A new regulatory requirement for merchant bankers to review alternative investment fund (AIF) documents could delay fund-raising further amid a pandemic slow-down.
An asset manager provides investors details about a new AIF through a private placement memorandum (PPM). It contains fees, investment strategy and other important information. The Securities and Exchange Board of India (Sebi) has asked that merchant bankers vet these documents. The process is similar to how bankers look at details in initial public offer (IPO) documents when a company first sells shares to the public.
The move has limited international precedent and is seen to introduce cause delays for the industry.
“…the involvement of a merchant banker to review the terms of marketing seems unnecessary. It is uncommon globally for even regulators to review the PPM as it is a marketing document, let alone the review process be reposed on bankers,” said Nandini Pathak, co-head of fund formation at Nishith Desai Associates.
The requirement would add to the costs of the process and seems excessive in light of the kind of people investing in AIFs, according to Divaspati Singh, Partner, Khaitan and Co.
“Considering that AIFs are meant for sophisticated investors with a minimum entry barrier, this vitiates the entire construct of the regime. Even mutual fund offering documents are not fronted (by merchant bankers),” he said.
The minimum investment in AIFs is one crore rupees. Only accredited investors who have proved high net worth or income can invest lower amounts.
“Such placement memorandum shall be filed with the Board…[through a merchant banker] at least thirty days prior to launch of scheme along with the fees as specified,” said the change that Sebi notified on August 13.
“The Board may communicate its comments, if any, to the merchant banker prior to launch of the scheme and the merchant banker shall ensure that the comments are incorporated in the placement memorandum prior to launch of the scheme,” it said.
The industry has faced some issues because of the spread of Covid-19. Growth in commitments raised for the AIF industry were down from 31.1 per cent in the previous year to 22 per cent for the financial year ending March 2021 (FY21). The industry has raised Rs 4.5 trillion in cumulative commitments. It has made investments of over Rs. 2 trillion.

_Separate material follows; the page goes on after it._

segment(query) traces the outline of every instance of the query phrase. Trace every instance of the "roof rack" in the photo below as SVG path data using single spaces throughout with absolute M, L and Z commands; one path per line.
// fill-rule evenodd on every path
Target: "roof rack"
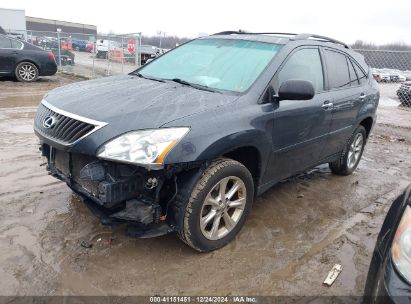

Some categories have done worse than others. Category III AIFs, which include hedge funds, have seen commitments increase by only 1.6 per cent in FY21. Category II AIFs, which include private equity funds and distressed asset funds, saw commitments increase by 26.5 per cent during the year. Category I AIFs include subcategories such as infrastructure funds, social venture funds, venture capital funds and schemes investing in small and medium enterprises. Commitments were up 15 per cent.
“The pandemic has already caused commercially painful delays in obtaining AIF registrations and fund raising for domestic managers. Introduction of a market intermediary could swing this either way depending on how efficient the merchant bankers turn out to be, though the market reaction is that it is likely to cause delays. The process has unfortunately not been introduced as time bound,” said Pathak of Nishith Desai Associates.
There is little international precedent for this. Mauritius has ‘administrator’ firms, according to Singh from Khaitan and Co. Such firms help set up, administer and help with the licensing process.
“This is completely different from what Sebi has implemented, since (merchant bankers) in India were originally established for IPOs (and other investment banking transactions) and are not traditionally adept on private equity funds and structures, while the Mauritius administrator firms have been established for the very purpose of fund administration and accounting, thereby their understanding of fund structures is much better,” he said.